Scientific interest

My research work focuses on the understanding of decision mechanisms implemented by the brain and their applications in robotics. The main objective is to design a cognitive architecture allowing the fusion of multimodal data to generate a generic representation allowing the application of algorithms on this representation for decision making.

Inspired by the work of Alain Berthoz on Simplexity [1], which describes how living organisms prepare action and anticipate reactions. My first contribution in this field was the realisation of a hierarchical robotic architecture called VICA (VIcarious Cognitive Architecture [2]), whose decisional level is coupled to a cognitive architecture.

To find a concrete application I turned to mobile robotics which seems to be the ideal candidate to conduct experiments and observe results. The objective is to design a system that allows a robot evolving in a home environment to reach a user-defined position, while avoiding fixed obstacles, moving removable obstacles if they obstruct the passage or asking interactive obstacles (human, robots, etc.) to give way. This problem is known as Navigation Among Movable Obstacles (NAMO).

So far, my work focuses on solving the NAMO problem in an uncertain and partially known dynamic environment. It proposes a robotic architecture allowing a mobile robot to move in a congested home environment with movable obstacles. There are three apparent contributions: 1) Proposal and implementation of a global planner to find a collision-free path in a partially or totally unknown environment (H* algorithm). 2) Proposal and implementation of a local planner based on multi-agent simulation allowing the optimal choice of obstacles to be safely avoided. 3) Proposal and implementation of a robotic/cognitive architecture allowing the perception, the modelling of the environment, the use of the two planners, the first global and the second local, and finally the choice of the action.

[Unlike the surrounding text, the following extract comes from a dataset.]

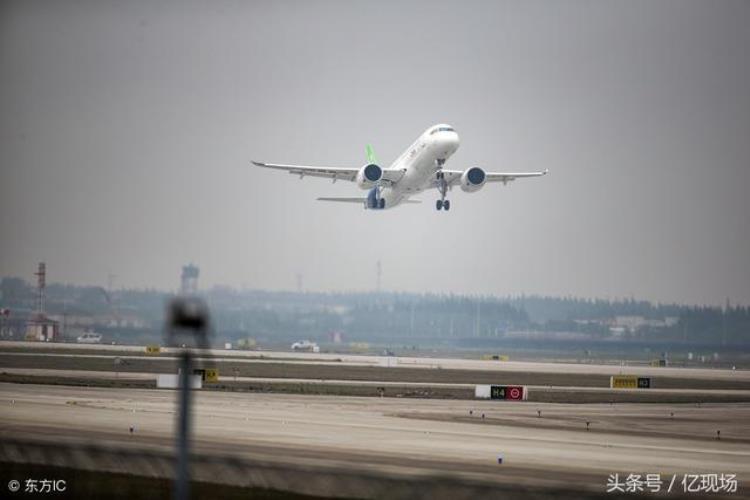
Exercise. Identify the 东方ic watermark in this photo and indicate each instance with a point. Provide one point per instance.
(37, 485)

So the main idea (inspired by simplexity [1]) is the representation of knowledge in the form of a multi-agent system and the use of simulation to make predictions and thus achieve efficient decision making.

Simulation-based robotic architectures are not numerous, here we experiment with this solution and the results seem conclusive. Thanks to the use of simulation as a decision tool, this kind of architecture offers various perspectives to improve the robot behaviour in NAMO. One of the major perspectives is to add the learning dimension to the simulations, especially in the local planner. This means that the agents representing the obstacles can more accurately simulate the behaviour of real objects as they navigate. We can say that in the end, what we have built is reduced to a physical engine in the form of a multi-agent system, with the advantage that agents can adapt their behaviour, implement a learning system for a more faithful simulation.

I would like to conclude by saying that robotics is not an end in itself, but a tool to better understand human cognition.

[1] Berthoz, Alain. Simplexity. Simplifying Principles for a Complex World, translated by Weiss Giselle. Odile Jacob, 2019
[2] Djerroud, Halim, and Arab Ali Chérif. « VICA: A Vicarious Cognitive Architecture Environment Model for Navigation Among Movable Obstacles. » ICAART (2). 2021.